The interview was published in the Foulkeways Bulletin, a monthly newsletter for residents of Foulkeways at Gwynedd, a retirement community near Lansdale.

Since 2002, Mr. Jacobson and his wife had spent half a year at Foulkeways and half at their home in Key West.

Born in Harrisburg, Mr. Jacobson was president of his graduating class at William Penn High School there.

A daughter, Judith Magee, said he attended Dartmouth College and acted with the Dartmouth Players.

But, she said, he left after his junior year in 1933 to become an actor and press agent at the Hedgerow Theatre in Rose Valley, Delaware County, where he had worked summers since 1931.

In the Foulkeways interview, Mr. Jacobson recalled that during his years at Hedgerow, "we had two great tours across the country in a bus and a truck stuffed with scenery, costumes, and a portable stage."

David A. Long, a Foulkeways neighbor, had been interviewing Mr. Jacobson for his memoir.

Mr. Long said that after Hedgerow, Mr. Jacobson was a press agent for a season at the Erlanger, handled publicity for the American Friends Service Committee, spent a season at the Bucks County Playhouse in New Hope, and worked for Broadway producer George Abbott.

A 1944 article in the Philadelphia Record reported that the 32-year-old Army private had been wounded by shrapnel in the right leg and right hand in France and was recovering in an English hospital.

It identified the New Hope resident, in the days before he joined the Army, as a press agent at the Manhattan firm of Richard Laney, where he represented such stars as Katharine Cornell.

A daughter, Barbara Zimmerman, said that besides his theatrical work, Mr.
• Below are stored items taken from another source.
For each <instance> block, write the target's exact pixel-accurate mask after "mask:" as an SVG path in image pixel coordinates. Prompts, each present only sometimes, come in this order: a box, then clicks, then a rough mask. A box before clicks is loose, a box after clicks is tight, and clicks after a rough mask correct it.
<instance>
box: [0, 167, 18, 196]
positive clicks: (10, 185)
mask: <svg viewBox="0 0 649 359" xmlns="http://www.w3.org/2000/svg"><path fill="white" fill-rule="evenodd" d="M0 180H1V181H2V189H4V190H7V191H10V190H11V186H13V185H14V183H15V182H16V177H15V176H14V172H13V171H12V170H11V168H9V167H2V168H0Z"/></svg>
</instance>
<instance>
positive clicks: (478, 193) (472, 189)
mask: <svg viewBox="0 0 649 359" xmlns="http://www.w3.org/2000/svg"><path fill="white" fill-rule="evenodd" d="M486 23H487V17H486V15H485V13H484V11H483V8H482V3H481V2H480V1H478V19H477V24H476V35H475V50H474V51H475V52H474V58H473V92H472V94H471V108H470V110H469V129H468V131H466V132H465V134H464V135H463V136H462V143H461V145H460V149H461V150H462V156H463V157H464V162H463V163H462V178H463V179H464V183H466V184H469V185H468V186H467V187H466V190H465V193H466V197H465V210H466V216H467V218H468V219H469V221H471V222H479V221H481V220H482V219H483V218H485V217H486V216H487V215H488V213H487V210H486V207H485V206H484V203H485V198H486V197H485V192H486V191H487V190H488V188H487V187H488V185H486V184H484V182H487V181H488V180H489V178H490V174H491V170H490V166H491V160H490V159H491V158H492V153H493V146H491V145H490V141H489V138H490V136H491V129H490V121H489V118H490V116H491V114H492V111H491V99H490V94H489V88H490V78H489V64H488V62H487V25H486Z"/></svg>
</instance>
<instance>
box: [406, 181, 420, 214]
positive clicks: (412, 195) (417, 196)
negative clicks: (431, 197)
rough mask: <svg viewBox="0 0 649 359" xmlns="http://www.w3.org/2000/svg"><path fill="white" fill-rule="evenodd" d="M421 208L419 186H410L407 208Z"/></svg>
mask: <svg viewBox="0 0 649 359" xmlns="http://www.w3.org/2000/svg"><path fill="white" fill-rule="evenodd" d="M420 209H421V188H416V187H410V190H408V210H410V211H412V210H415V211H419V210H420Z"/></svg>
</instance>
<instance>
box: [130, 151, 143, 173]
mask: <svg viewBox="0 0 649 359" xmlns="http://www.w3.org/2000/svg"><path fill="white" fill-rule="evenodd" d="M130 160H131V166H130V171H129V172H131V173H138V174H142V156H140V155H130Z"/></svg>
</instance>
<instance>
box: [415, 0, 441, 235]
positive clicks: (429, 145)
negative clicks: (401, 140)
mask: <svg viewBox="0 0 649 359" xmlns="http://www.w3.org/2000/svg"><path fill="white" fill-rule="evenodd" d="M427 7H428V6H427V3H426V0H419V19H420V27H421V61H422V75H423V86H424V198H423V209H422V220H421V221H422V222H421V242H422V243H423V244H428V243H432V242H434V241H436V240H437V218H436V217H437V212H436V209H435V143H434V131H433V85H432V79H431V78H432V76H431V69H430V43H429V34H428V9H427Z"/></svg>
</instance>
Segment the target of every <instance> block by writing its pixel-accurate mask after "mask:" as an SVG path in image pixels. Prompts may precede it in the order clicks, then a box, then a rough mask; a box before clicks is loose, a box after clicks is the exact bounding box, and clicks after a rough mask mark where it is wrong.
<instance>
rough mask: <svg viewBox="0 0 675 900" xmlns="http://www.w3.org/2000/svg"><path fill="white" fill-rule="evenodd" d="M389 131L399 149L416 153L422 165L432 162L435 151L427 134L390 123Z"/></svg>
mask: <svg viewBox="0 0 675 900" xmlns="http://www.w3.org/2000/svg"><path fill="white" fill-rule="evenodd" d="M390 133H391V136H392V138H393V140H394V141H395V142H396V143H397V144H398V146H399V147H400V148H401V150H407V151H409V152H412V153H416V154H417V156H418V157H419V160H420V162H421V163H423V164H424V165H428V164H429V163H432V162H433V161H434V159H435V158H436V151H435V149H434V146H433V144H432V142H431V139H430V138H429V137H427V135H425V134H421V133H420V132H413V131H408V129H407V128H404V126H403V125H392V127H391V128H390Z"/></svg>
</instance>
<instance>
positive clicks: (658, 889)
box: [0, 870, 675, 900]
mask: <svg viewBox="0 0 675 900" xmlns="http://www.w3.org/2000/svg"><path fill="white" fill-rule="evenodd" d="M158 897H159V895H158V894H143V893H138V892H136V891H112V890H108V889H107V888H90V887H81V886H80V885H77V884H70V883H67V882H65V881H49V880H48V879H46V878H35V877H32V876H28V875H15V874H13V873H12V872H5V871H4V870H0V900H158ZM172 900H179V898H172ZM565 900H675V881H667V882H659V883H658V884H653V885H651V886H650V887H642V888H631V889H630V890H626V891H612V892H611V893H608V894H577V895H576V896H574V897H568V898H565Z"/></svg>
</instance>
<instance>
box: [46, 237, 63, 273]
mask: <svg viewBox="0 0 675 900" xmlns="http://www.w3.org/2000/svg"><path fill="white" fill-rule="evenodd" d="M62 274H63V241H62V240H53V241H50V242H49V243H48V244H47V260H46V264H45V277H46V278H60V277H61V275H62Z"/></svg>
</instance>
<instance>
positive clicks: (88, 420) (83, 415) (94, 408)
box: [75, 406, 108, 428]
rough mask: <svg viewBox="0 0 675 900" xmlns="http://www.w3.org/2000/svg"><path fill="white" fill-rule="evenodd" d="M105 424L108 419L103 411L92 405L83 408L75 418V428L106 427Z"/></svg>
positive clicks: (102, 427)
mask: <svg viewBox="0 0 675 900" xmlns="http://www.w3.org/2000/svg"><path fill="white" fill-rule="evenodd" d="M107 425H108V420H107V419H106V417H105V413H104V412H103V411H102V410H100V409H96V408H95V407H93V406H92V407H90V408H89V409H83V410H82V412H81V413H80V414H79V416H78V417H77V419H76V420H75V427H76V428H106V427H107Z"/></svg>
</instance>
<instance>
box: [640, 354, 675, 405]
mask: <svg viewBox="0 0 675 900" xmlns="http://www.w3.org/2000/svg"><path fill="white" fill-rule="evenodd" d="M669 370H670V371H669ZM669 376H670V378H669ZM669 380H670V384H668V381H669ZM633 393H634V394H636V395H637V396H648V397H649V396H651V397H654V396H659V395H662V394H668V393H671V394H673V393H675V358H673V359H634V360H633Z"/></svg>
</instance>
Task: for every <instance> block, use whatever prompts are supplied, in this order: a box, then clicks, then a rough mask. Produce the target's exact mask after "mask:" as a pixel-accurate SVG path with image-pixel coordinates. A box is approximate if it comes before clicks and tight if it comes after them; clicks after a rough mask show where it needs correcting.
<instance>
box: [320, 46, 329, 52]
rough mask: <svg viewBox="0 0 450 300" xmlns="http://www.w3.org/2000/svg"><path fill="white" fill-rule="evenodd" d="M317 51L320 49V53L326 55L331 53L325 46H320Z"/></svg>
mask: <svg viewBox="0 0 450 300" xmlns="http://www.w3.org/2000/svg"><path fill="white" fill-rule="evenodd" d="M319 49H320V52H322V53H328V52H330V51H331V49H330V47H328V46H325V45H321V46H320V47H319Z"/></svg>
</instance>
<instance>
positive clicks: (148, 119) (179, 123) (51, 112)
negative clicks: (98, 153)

Jacobson was a clerk of the Wrightstown Friends Meeting for two years in the 1950s.

And, she said, he was a delegate to Friends international conferences in Sweden and Switzerland.

In addition to his daughters Judith and Barbara, Mr. Jacobson is survived by his wife, Barbara Saul Sprogell Jacobson; four stepchildren; five grandchildren; and three great-grandchildren. His wife of 37 years, Barbara Scott Jacobson, died in 1972.

A memorial at Foulkeways is planned but no date has been set.